Since the Russians are the ones who sustained enormous casualties while ultimately destroying the Nazi war machine, this turn of events would have meant that the UK and the USA would have had to launch a cross-channel invasion into the teeth of the entire German army.

  

Assuming that such a feat would have even been possible (something I highly doubt), the Anglo-American casualties would have been staggering… probably in the millions.

  

Thus, when the interventionists lecture Americans about the evils of 1930s isolationism, what they are really suggesting is that America should have taken millions of casualties instead of the Red Army.

  

Again, I fail to see how that would have made the world a better place.

  

Furthermore, in the aftermath of WW II – when interventionist foreign policy became the order of the day – what has been the net result?

  

By and large, America’s Globocop routine has been a disaster. Time and again, America has been dragged into absurd wars that were only tenuously linked to America’s security.

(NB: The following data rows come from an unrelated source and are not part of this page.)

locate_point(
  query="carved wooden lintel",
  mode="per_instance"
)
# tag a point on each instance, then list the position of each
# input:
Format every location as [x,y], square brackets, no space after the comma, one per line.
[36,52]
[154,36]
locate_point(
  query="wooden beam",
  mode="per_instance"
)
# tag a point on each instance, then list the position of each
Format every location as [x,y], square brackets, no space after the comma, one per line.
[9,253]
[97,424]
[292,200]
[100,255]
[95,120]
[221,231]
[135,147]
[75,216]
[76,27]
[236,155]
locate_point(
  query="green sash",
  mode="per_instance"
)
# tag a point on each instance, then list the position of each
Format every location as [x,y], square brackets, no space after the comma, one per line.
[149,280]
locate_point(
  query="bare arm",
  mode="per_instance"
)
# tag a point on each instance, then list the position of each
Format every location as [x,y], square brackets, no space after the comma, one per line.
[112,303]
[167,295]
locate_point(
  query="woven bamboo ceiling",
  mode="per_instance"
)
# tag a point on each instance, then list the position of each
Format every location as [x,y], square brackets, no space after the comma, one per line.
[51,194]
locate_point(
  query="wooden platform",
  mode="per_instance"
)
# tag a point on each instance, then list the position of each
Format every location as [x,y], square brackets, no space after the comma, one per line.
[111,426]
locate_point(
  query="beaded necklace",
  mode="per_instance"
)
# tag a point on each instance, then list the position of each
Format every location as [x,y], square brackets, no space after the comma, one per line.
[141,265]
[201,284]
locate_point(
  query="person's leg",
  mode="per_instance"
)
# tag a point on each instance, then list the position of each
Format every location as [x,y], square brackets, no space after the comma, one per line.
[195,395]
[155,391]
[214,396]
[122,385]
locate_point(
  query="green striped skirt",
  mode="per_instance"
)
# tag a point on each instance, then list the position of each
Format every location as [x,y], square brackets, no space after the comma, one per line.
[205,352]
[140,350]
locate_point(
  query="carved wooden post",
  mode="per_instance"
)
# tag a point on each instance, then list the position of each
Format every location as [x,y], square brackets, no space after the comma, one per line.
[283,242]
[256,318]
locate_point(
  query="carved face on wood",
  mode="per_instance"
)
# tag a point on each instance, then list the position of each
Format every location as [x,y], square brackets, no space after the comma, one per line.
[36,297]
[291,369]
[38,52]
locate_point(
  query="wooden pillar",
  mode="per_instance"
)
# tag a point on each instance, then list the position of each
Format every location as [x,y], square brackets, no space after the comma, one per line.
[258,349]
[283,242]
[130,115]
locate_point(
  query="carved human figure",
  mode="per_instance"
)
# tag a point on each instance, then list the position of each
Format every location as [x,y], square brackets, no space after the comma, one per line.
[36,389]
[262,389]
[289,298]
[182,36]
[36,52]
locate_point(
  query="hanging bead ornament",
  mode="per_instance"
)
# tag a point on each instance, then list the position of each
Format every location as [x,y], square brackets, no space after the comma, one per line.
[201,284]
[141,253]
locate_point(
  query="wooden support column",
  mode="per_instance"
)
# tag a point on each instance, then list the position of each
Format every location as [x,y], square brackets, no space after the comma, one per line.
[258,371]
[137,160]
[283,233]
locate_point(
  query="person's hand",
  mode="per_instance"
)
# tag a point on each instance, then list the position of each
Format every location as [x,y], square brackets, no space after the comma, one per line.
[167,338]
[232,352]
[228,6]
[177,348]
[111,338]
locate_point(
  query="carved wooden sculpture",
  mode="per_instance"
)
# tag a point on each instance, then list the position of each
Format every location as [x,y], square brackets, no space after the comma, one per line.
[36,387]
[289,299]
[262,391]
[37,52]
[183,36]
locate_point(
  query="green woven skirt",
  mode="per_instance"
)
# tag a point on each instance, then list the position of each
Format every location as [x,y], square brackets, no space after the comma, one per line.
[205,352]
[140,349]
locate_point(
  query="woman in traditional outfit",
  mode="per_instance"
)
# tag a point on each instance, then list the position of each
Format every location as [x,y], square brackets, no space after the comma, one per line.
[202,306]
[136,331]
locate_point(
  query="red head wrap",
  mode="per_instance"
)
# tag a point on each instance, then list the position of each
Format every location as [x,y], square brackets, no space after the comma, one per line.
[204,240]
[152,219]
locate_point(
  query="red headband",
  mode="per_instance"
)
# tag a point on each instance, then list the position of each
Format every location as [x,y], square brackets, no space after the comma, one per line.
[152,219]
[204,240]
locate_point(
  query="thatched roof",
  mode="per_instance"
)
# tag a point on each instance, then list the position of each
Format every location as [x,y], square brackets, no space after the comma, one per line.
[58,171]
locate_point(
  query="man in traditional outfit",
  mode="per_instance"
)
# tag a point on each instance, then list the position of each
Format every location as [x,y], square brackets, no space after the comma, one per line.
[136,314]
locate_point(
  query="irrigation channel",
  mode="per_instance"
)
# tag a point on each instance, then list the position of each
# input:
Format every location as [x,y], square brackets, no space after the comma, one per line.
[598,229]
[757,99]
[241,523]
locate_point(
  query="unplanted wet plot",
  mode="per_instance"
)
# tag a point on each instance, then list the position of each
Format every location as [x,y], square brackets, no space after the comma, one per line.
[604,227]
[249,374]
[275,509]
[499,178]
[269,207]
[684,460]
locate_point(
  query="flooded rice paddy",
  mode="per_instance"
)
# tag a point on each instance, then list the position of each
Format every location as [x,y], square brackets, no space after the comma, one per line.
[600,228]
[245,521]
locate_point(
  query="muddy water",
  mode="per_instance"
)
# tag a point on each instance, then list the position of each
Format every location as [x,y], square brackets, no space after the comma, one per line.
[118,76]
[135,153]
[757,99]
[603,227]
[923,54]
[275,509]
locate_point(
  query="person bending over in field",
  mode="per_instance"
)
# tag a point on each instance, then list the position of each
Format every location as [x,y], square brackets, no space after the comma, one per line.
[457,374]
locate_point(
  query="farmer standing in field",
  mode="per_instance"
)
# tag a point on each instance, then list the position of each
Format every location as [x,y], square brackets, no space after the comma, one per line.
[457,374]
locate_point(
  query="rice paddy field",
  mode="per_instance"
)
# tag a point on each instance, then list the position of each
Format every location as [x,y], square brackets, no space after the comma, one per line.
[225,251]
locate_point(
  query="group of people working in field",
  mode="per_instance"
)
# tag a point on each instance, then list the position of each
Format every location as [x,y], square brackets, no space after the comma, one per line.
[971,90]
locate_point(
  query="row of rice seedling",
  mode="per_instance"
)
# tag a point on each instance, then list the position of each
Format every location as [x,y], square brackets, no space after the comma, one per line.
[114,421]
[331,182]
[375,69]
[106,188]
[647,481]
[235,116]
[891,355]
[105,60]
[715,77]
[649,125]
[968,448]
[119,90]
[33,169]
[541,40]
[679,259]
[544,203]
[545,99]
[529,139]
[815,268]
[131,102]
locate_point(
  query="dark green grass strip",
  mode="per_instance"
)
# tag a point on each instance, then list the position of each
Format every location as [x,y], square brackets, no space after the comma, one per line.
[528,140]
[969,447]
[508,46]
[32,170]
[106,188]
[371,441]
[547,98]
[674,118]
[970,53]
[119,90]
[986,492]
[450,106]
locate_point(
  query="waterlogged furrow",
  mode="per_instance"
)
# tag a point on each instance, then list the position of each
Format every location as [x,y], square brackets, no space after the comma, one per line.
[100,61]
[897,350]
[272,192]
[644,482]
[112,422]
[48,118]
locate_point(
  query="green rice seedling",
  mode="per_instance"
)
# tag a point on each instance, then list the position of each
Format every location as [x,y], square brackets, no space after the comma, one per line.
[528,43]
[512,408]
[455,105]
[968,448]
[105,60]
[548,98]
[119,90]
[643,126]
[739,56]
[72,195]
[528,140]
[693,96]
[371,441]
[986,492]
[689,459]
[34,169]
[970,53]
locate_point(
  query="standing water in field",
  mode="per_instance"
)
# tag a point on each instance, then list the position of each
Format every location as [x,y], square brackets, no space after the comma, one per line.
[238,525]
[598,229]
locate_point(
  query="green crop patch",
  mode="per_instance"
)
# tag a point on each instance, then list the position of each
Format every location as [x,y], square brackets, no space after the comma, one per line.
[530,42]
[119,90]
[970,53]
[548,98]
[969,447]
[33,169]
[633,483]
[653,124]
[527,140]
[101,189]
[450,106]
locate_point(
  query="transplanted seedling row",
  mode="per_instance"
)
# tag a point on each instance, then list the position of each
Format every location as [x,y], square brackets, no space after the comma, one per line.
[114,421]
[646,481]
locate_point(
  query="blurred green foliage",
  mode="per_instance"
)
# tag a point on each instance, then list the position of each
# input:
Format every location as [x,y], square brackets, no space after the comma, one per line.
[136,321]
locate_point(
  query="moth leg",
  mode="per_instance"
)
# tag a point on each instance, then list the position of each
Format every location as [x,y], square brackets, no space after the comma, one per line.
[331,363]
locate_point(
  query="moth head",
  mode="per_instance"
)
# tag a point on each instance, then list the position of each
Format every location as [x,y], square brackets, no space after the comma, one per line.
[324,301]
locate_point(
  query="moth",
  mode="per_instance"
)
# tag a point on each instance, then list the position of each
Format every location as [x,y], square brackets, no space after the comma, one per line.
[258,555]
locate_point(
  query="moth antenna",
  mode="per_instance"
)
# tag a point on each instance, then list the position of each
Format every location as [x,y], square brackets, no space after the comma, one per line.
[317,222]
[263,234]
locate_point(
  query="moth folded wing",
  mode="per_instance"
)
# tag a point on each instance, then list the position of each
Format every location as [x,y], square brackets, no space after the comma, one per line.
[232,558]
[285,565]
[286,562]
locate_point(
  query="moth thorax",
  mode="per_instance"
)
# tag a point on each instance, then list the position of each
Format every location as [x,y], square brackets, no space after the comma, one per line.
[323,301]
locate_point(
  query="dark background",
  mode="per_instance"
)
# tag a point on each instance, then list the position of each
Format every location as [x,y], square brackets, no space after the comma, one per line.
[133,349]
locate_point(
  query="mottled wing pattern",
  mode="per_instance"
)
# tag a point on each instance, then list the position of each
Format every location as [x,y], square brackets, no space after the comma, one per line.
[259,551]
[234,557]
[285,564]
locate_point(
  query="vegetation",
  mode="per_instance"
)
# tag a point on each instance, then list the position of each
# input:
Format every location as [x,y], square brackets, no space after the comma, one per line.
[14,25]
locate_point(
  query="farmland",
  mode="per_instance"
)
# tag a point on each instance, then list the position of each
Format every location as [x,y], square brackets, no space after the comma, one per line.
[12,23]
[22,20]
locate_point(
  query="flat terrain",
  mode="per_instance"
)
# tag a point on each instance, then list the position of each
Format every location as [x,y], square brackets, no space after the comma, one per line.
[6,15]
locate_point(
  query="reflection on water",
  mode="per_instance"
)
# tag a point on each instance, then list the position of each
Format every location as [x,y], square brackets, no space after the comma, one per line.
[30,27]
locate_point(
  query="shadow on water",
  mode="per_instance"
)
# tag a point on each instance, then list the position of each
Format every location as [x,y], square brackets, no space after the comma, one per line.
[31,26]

Interventionism gave us a bloody stalemate in Korea, a horrific defeat in Vietnam, and a string of embarrassing clusterbungles in such diverse locations as Somalia, Haiti, and Iraq.

  

All the while, our national debt has skyrocketed, our civil liberties have been trampled, and our reputation around the world has been wrecked.

  

In light of these failures, the time has come to dust off the sage advice of our Founders, to discard the failed policy of world empire and to embrace the quintessentially American policy of noninterventionism.

  

Some establishment ideologues will undoubtedly accuse us of “isolationism,” but too much is at stake for us to be deterred by mere name-calling. We must embrace the slur and rise above it.

  

To paraphrase Patrick Henry: If this be isolationism, then let us make the most of it.

  

Steven LaTulippe was an officer in the United States Air Force for 13 years. He currently practices medicine in Ohio.